La città siciliana è stata protagonista di manifestazioni antimafia anche nelle giornate immediatamente precedenti. Giorno 19 marzo è stato intitolato, a Forte Petrazza (un ex fortino miliare che sino agli anni ‘80 era occupato abusivamente dalla criminalità organizzata), il giardino della memoria alle vittime innocenti delle mafie. Nel pomeriggio di giorno 20 marzo, invece, il teatro Vittorio Emanuele ha ospitato l’Assemblea dei familiari delle vittime innocenti delle mafie (strettamente riservata), seguita da un momento di preghiera e riflessione (aperto a chiunque volesse partecipare) presso i locali della chiesa parrocchiale di S. Caterina Vergine e Martire. “Parliamo insieme dei nostri dolori – è stato il commento di Benny Calasanzio ad una foto che ha condiviso su facebook durante l’assemblea dei familiari – e farlo insieme li lenisce”.

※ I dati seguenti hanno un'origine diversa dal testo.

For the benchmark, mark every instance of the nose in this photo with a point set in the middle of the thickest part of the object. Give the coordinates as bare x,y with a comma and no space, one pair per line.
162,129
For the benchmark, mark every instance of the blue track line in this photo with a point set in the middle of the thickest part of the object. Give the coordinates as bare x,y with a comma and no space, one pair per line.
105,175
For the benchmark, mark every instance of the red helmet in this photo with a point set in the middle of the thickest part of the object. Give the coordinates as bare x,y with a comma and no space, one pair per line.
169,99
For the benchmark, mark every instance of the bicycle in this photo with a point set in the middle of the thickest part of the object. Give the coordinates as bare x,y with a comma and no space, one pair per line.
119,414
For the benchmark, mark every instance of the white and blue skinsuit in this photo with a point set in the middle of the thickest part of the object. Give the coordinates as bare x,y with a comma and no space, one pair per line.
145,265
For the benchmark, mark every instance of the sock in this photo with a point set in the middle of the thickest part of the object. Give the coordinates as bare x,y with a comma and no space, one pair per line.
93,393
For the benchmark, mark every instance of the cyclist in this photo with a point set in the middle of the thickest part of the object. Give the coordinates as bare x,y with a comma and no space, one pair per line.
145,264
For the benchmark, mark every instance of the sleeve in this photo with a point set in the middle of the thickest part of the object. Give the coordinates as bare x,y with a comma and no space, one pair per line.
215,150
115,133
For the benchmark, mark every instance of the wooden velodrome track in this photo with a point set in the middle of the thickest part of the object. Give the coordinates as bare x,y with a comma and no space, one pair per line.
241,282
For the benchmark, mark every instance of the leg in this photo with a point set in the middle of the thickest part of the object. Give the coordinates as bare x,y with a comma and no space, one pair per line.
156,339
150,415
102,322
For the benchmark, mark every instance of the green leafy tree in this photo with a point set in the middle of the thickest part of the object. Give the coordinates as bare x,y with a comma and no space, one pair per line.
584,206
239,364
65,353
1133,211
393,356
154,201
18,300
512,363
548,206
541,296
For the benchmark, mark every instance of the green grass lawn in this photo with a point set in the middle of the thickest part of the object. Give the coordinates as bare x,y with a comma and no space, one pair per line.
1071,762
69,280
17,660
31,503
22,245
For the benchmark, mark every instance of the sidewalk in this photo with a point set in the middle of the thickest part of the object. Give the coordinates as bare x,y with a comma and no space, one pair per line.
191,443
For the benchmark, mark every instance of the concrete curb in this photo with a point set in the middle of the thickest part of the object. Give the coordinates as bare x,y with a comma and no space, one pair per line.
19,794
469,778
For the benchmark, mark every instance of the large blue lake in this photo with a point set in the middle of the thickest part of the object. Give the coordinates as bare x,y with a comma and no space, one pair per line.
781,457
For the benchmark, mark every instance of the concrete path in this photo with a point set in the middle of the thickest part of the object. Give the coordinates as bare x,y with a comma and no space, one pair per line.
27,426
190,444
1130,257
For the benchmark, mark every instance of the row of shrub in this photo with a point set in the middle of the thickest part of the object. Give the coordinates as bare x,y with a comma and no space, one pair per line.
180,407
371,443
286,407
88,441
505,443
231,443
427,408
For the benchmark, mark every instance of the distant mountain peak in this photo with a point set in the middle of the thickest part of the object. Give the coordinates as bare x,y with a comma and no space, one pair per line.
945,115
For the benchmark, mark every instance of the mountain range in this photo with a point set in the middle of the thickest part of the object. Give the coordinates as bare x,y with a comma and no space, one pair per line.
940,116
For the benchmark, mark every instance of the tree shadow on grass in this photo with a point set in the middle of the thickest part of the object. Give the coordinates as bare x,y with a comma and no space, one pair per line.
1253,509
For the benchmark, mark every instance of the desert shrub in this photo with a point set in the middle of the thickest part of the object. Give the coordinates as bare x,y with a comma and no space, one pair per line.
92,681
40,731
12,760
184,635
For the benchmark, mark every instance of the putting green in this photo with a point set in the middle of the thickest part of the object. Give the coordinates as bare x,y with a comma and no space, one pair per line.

Una sorta di solidarietà-cameratismo tra persone molto diverse tra loro ma unite da un profondo dolore che le unisce intimamente. Una solidarietà che, abbiamo appreso, è stata negata (incomprensibilmente) alla famiglia Alfano, che non è stata invitata all’evento dai responsabili di Libera. “Non sto andando a Messina ma a Naro – afferma in un video nel quale mostra la propria comprensibile delusione, Chicco Alfano, figlio del noto giornalista ucciso dalla mafia – perché Libera per l’ennesimo anno ha pensato bene di non invitare me e la mia famiglia”. “Va bene così – continua il video – sono dieci anni, ce ne siamo fatti una ragione”.

Questa incomprensibile decisione dell’associazione antimafia è inevitabilmente una macchia che pesa sull’intera giornata, un alone che offusca un po’ la bellezza dei volti sorridenti dei tanti giovani che hanno raggiunto la  piazza cantando “i 100 passi”  e rende un po’ più difficile sperare che queste iniziative siano davvero efficaci, che riescano davvero a rieducare gli italiani così che quel triste elenco, macchiato di sangue e lacrime, non debba diventare più lungo.